Now, as an adult with an obsessive need to get every damn thing right, vintage tooling issues present an endless list of problems to solve. Let's start with the interior! Modern kits have interiors that come in pieces, making them easier to mask and paint, but for these oldies, the interior is almost always a tub. The 69 Chevelle tub is a disaster! It has huge
ejector pin marks in plain sight (remember this is a convertible!) and inner door panel detail that is almost non-existent and too 2-dimensional.
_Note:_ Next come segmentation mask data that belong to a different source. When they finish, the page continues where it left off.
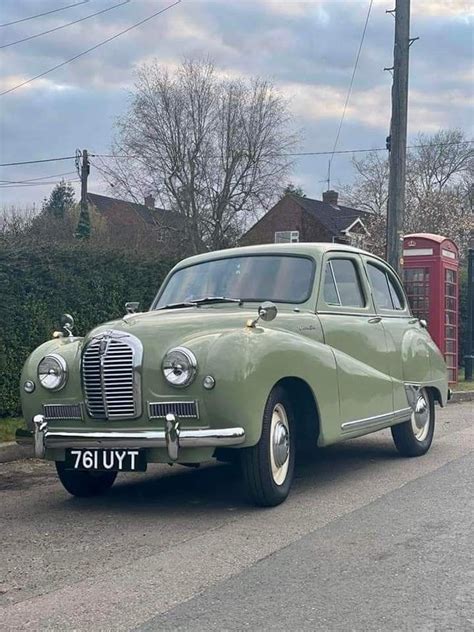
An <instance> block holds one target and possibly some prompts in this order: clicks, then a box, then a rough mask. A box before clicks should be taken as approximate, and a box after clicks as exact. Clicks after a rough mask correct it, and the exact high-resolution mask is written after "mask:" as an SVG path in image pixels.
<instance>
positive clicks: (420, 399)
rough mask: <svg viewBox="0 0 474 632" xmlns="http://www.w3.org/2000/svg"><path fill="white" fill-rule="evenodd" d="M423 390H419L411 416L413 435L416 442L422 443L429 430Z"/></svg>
mask: <svg viewBox="0 0 474 632" xmlns="http://www.w3.org/2000/svg"><path fill="white" fill-rule="evenodd" d="M428 402H429V400H428V395H427V393H426V391H425V389H424V388H423V389H421V390H420V392H419V394H418V397H417V398H416V401H415V407H414V408H415V409H414V411H413V413H412V415H411V425H412V428H413V434H414V435H415V439H417V440H418V441H424V440H425V439H426V437H427V436H428V433H429V430H430V407H429V403H428Z"/></svg>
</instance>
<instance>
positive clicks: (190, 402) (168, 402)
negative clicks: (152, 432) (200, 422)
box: [148, 401, 199, 419]
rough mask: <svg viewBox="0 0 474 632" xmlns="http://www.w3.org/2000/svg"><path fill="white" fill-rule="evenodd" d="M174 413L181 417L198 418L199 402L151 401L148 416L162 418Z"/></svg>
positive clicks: (150, 417)
mask: <svg viewBox="0 0 474 632" xmlns="http://www.w3.org/2000/svg"><path fill="white" fill-rule="evenodd" d="M168 413H172V414H173V415H176V416H177V417H180V418H181V419H184V418H188V419H198V418H199V413H198V406H197V402H193V401H191V402H150V403H149V404H148V416H149V418H150V419H161V418H164V417H166V415H168Z"/></svg>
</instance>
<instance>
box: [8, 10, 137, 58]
mask: <svg viewBox="0 0 474 632" xmlns="http://www.w3.org/2000/svg"><path fill="white" fill-rule="evenodd" d="M129 2H130V0H124V2H120V3H119V4H114V5H113V6H111V7H108V8H107V9H102V11H96V13H90V14H89V15H86V16H85V17H83V18H80V19H79V20H74V22H68V23H67V24H62V25H61V26H56V27H55V28H53V29H49V30H47V31H43V32H42V33H36V35H30V36H29V37H24V38H23V39H21V40H16V42H10V43H9V44H3V45H2V46H0V48H8V46H15V44H21V43H22V42H27V41H28V40H30V39H35V38H36V37H41V36H42V35H47V34H48V33H54V31H60V30H61V29H65V28H66V27H67V26H72V25H73V24H79V22H84V20H88V19H89V18H93V17H95V16H96V15H100V14H101V13H107V11H111V10H112V9H116V8H117V7H121V6H122V5H124V4H128V3H129Z"/></svg>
Next problem: flash and a general lack of crispness in the molding process. Flash is when the plastic runs between the 2 halves of the mold during the injection process. General lack of crispness, well I am not sure why that happens, and perhaps this was an issue back in 1971 and I never noticed. Some more modern kits have flash issues; the
Ford F1 pickup speed build had a lot of it, but on these old AMT kits, it's just ridiculous! All the molding here is pretty bad. Everything, and I mean
everything, will have to be carefully sanded, filed, and cleaned up.
And--the dreaded "chrome headlights". Yuck! Changing this out for "real" scale lenses (yes I know that's an oxymoron) will be a real challenge.
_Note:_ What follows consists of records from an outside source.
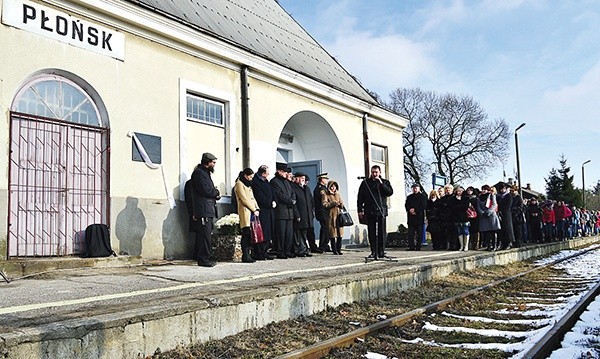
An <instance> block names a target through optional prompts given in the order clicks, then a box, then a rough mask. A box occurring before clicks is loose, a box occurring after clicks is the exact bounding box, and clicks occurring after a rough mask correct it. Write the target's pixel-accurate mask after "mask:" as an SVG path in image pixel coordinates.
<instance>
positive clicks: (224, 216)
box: [215, 213, 240, 234]
mask: <svg viewBox="0 0 600 359" xmlns="http://www.w3.org/2000/svg"><path fill="white" fill-rule="evenodd" d="M215 227H216V228H217V229H218V230H219V232H220V233H222V234H239V233H240V217H239V216H238V215H237V213H231V214H228V215H226V216H223V217H221V218H219V219H218V220H217V222H216V223H215Z"/></svg>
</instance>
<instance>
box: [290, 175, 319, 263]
mask: <svg viewBox="0 0 600 359" xmlns="http://www.w3.org/2000/svg"><path fill="white" fill-rule="evenodd" d="M292 190H293V191H294V192H295V193H296V211H297V215H298V217H297V218H296V219H295V220H294V254H295V255H296V256H297V257H310V256H311V254H310V252H309V250H308V247H307V246H306V242H307V241H308V229H309V228H310V227H311V224H312V221H313V218H314V214H313V207H314V205H313V198H312V193H311V191H310V189H309V188H308V186H307V185H306V174H305V173H303V172H296V173H294V183H293V184H292ZM313 245H314V244H313Z"/></svg>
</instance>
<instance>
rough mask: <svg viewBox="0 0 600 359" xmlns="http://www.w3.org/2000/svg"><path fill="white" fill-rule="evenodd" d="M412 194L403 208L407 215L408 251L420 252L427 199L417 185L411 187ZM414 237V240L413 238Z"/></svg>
mask: <svg viewBox="0 0 600 359" xmlns="http://www.w3.org/2000/svg"><path fill="white" fill-rule="evenodd" d="M411 188H412V193H411V194H409V195H408V196H407V197H406V202H405V204H404V208H405V209H406V213H407V215H408V232H407V235H406V236H407V239H408V250H410V251H414V250H417V251H419V250H421V239H422V238H423V225H424V224H425V208H426V207H427V197H426V196H425V195H424V194H423V193H421V186H420V185H419V184H418V183H415V184H413V185H412V187H411ZM415 235H416V238H415Z"/></svg>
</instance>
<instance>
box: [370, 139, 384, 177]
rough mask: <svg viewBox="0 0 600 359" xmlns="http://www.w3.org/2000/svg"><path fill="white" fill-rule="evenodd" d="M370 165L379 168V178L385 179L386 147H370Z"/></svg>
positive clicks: (381, 146) (372, 146)
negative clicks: (371, 164)
mask: <svg viewBox="0 0 600 359" xmlns="http://www.w3.org/2000/svg"><path fill="white" fill-rule="evenodd" d="M371 162H372V165H379V167H381V177H383V178H387V147H384V146H379V145H371Z"/></svg>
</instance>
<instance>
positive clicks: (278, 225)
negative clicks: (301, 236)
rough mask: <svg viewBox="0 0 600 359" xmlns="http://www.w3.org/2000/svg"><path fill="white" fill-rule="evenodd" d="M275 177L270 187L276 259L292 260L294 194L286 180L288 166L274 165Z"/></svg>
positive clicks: (286, 165)
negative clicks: (272, 196) (273, 225)
mask: <svg viewBox="0 0 600 359" xmlns="http://www.w3.org/2000/svg"><path fill="white" fill-rule="evenodd" d="M275 170H276V171H277V172H275V177H273V179H272V180H271V187H272V188H273V194H274V197H275V202H276V204H277V205H276V207H275V210H274V214H275V231H274V232H275V238H274V239H275V241H276V244H277V246H276V248H277V258H279V259H287V258H294V257H296V255H295V254H294V253H292V245H293V240H294V224H293V221H294V219H296V218H298V216H297V215H295V213H294V212H295V210H296V207H295V204H296V194H295V193H294V191H292V182H290V181H289V180H288V166H287V164H285V163H280V162H278V163H276V164H275Z"/></svg>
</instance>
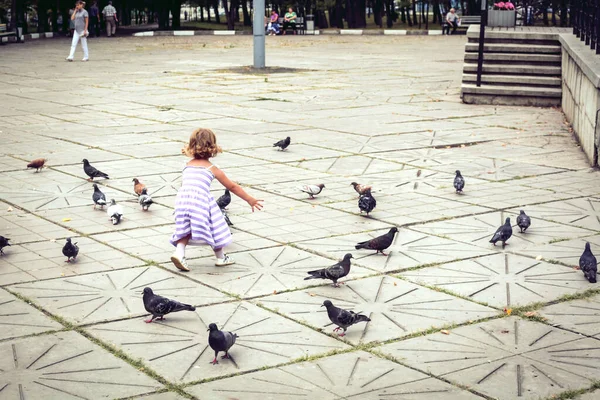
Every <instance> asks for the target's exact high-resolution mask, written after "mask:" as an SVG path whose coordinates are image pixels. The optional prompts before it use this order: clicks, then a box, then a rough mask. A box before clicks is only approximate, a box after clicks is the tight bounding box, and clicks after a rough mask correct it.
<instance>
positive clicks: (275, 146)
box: [273, 136, 292, 151]
mask: <svg viewBox="0 0 600 400" xmlns="http://www.w3.org/2000/svg"><path fill="white" fill-rule="evenodd" d="M291 142H292V140H291V139H290V137H289V136H288V137H286V138H285V139H283V140H280V141H279V142H277V143H273V147H279V148H280V149H281V151H283V150H285V149H287V147H288V146H289V145H290V143H291Z"/></svg>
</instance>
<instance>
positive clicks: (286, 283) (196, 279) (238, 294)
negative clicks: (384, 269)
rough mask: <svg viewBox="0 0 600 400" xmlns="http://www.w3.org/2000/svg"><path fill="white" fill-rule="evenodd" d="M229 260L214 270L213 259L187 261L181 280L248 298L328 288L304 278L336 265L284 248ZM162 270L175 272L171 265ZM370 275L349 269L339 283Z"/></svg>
mask: <svg viewBox="0 0 600 400" xmlns="http://www.w3.org/2000/svg"><path fill="white" fill-rule="evenodd" d="M342 257H343V256H342ZM342 257H340V260H341V258H342ZM232 258H234V259H235V264H233V265H229V266H227V267H215V265H214V262H215V259H214V256H213V257H208V259H200V260H195V261H188V264H189V266H190V269H191V271H190V272H185V276H188V277H190V278H191V279H194V280H197V281H199V282H202V283H204V284H206V285H209V286H211V287H215V288H218V289H220V290H223V291H225V292H227V293H233V294H236V295H238V296H241V297H242V298H250V297H256V296H262V295H269V294H274V293H278V292H282V291H286V290H294V289H298V288H302V287H307V286H315V285H321V284H323V285H328V284H331V281H330V280H327V279H311V280H304V278H306V277H307V276H309V275H308V271H313V270H316V269H321V268H326V267H328V266H330V265H333V264H335V263H336V261H334V260H331V259H326V258H323V257H319V256H317V255H314V254H311V253H308V252H306V251H303V250H299V249H295V248H293V247H288V246H278V247H270V248H266V249H260V250H251V251H245V252H238V253H236V254H235V256H233V257H232ZM165 266H166V267H167V268H171V269H174V268H175V267H174V266H172V264H166V265H165ZM371 274H373V271H370V270H368V269H366V268H362V267H360V266H357V265H352V267H351V270H350V273H349V274H348V276H346V277H345V278H342V279H340V280H339V282H340V283H341V282H345V281H348V280H349V279H352V280H353V279H359V278H361V277H364V276H366V275H371Z"/></svg>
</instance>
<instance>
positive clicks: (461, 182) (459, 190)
mask: <svg viewBox="0 0 600 400" xmlns="http://www.w3.org/2000/svg"><path fill="white" fill-rule="evenodd" d="M464 187H465V178H463V177H462V175H461V174H460V171H459V170H456V176H455V177H454V189H456V193H462V190H463V188H464Z"/></svg>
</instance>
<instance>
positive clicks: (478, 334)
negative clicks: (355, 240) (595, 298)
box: [380, 317, 600, 400]
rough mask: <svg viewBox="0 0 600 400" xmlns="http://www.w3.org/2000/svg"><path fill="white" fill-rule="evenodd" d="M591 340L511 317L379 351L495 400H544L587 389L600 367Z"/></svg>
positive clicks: (596, 351)
mask: <svg viewBox="0 0 600 400" xmlns="http://www.w3.org/2000/svg"><path fill="white" fill-rule="evenodd" d="M597 343H598V342H597V341H596V340H594V339H588V338H581V336H579V335H576V334H574V333H570V332H566V331H564V330H560V329H556V328H552V327H550V326H548V325H545V324H541V323H538V322H531V321H525V320H521V319H518V318H515V317H511V318H502V319H499V320H494V321H489V322H482V323H479V324H474V325H468V326H464V327H461V328H457V329H453V330H450V331H449V334H448V335H444V334H442V333H434V334H430V335H427V336H424V337H420V338H415V339H409V340H406V341H402V342H397V343H392V344H388V345H385V346H383V347H381V348H380V350H381V351H383V352H384V353H385V354H388V355H390V356H392V357H395V358H397V359H398V360H401V361H402V362H403V363H406V364H407V365H409V366H411V367H414V368H417V369H421V370H424V371H427V372H429V373H433V374H435V375H438V376H442V377H444V378H446V379H449V380H451V381H453V382H457V383H459V384H462V385H467V386H469V387H470V388H472V389H474V390H477V391H478V392H481V393H484V394H486V395H488V396H492V397H493V398H497V399H502V400H504V399H506V400H514V399H516V398H525V399H532V400H533V399H539V398H548V397H550V396H552V395H556V394H558V393H560V392H563V391H566V390H574V389H582V388H586V387H589V386H590V385H591V382H592V381H593V380H594V379H595V375H596V374H595V372H596V369H597V368H598V365H599V364H600V361H598V360H599V358H598V354H599V353H600V347H599V346H598V344H597Z"/></svg>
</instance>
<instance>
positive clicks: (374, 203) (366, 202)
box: [358, 189, 377, 215]
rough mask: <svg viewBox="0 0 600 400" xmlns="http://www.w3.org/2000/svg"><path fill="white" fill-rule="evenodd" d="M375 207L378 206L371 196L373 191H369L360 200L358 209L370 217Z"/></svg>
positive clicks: (371, 195) (359, 200)
mask: <svg viewBox="0 0 600 400" xmlns="http://www.w3.org/2000/svg"><path fill="white" fill-rule="evenodd" d="M375 206H377V201H376V200H375V197H373V195H372V194H371V189H367V190H366V191H365V194H363V195H361V196H360V197H359V199H358V208H360V212H361V213H362V212H363V211H364V212H366V213H367V215H369V213H370V212H371V211H373V209H374V208H375Z"/></svg>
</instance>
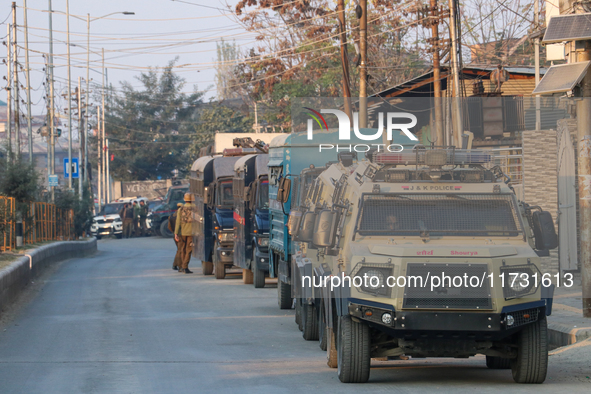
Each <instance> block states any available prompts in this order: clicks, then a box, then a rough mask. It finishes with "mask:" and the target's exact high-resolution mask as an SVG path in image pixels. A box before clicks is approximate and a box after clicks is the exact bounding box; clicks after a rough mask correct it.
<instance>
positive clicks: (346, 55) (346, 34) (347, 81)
mask: <svg viewBox="0 0 591 394" xmlns="http://www.w3.org/2000/svg"><path fill="white" fill-rule="evenodd" d="M337 17H338V18H339V37H340V40H341V67H342V68H343V82H342V84H343V97H344V99H345V113H346V114H347V116H349V120H353V117H352V116H351V88H350V87H349V81H350V77H349V57H348V55H347V23H346V20H345V0H338V1H337Z"/></svg>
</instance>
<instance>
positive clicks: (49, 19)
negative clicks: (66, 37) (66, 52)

How about:"it just plain don't fit!" This is the interior tub test fitted into the 69 Chevelle's body. That looks like a one foot scale gap to me. On these old AMT kits, I have found the hood, the trim, and exhaust system, valances (front and rear), and interior tub, just don't, well, line up, ever! If this test fit is any indication, it will be a lot of work to correct fit issues.
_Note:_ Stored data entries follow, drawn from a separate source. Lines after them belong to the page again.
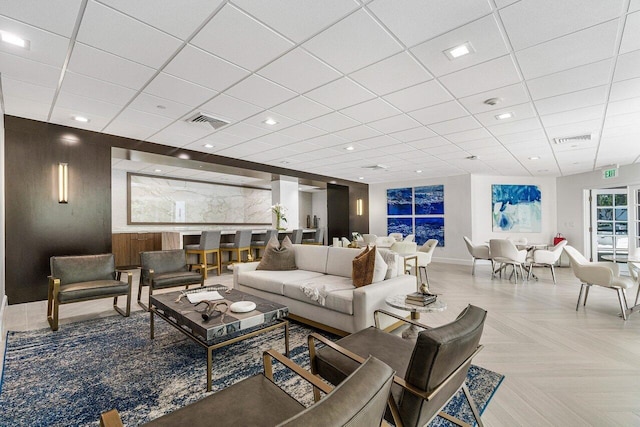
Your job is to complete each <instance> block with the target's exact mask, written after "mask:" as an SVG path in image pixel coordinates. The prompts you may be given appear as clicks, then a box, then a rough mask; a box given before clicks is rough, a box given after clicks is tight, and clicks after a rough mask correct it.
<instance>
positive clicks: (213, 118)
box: [187, 113, 229, 129]
mask: <svg viewBox="0 0 640 427" xmlns="http://www.w3.org/2000/svg"><path fill="white" fill-rule="evenodd" d="M187 122H188V123H197V124H205V125H206V124H208V125H210V126H211V127H212V128H214V129H220V128H221V127H223V126H226V125H228V124H229V122H225V121H224V120H222V119H218V118H216V117H213V116H210V115H208V114H205V113H197V114H196V115H195V116H192V117H190V118H188V119H187Z"/></svg>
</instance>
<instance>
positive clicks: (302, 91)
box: [258, 48, 342, 93]
mask: <svg viewBox="0 0 640 427" xmlns="http://www.w3.org/2000/svg"><path fill="white" fill-rule="evenodd" d="M258 74H260V75H261V76H264V77H266V78H268V79H270V80H272V81H274V82H276V83H279V84H281V85H282V86H285V87H287V88H289V89H291V90H294V91H296V92H299V93H304V92H307V91H309V90H311V89H315V88H317V87H318V86H321V85H323V84H325V83H328V82H330V81H332V80H335V79H337V78H339V77H341V76H342V75H341V74H340V73H338V72H337V71H335V70H333V69H332V68H331V67H329V66H327V65H326V64H324V63H323V62H322V61H320V60H318V59H316V58H314V57H313V56H312V55H310V54H309V53H307V52H305V51H304V50H302V49H300V48H298V49H294V50H292V51H291V52H288V53H287V54H285V55H284V56H282V57H281V58H278V59H277V60H275V61H274V62H272V63H271V64H269V65H267V66H266V67H264V68H263V69H262V70H260V72H259V73H258Z"/></svg>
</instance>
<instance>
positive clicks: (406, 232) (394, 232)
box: [387, 218, 413, 237]
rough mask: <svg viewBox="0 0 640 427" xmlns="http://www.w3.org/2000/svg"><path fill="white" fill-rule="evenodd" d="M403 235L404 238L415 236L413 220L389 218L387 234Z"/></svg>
mask: <svg viewBox="0 0 640 427" xmlns="http://www.w3.org/2000/svg"><path fill="white" fill-rule="evenodd" d="M391 233H402V235H403V236H405V237H406V236H407V235H408V234H413V219H412V218H387V234H391Z"/></svg>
Finally: "It just ain't right". On these old kits, the craftsmen making the tooling got some things way
wrong, and the kit doesn't correspond to the 1:1 subject. EG! The flares on the wheel wells on the AMT 69 Chevelle are completely out to lunch! Correcting this, along with whatever other oddities I find, and I will find lots of them, I am sure, is going to be hours of work!
Now the balance sheet. There is still a cool factor about old AMT and MPC that can't be ignored. I have always felt their craftsmen loved cars, and loved this hobby, and you can tell by their work, even when they got things wrong, there is still something
really fun about it. And, as far as fixing the above mentioned issues, I have a bit more lawn money now, as an employed adult, versus when I was 12. So I can buy a couple modern tooled kits--the two Camaros you see here, and rob parts out of them to try to correct the issues with the Chevelle without taking months scratchbuilding replacement parts or making endless trips to the parts box.
So overall, why did I do this? The challenge for sure. The fact that I made a chevelle model when I was 10 and it came out pretty well and my dad, the car fiend, said he liked it. I have seen youtubes and forum entires of other modelers reviewing this kit and being disappointed with the poor quality in general and complaining about some of the issues I touch on here. Some of these Internet authors even say Round 2 is ripping us off. Not true! I will never complain that Round 2 (or AMT) makes a substandard product; Round 2 is faithfully reproducing kits that were flawed to begin with, but still super fun, and we are lucky to have this reissue at all!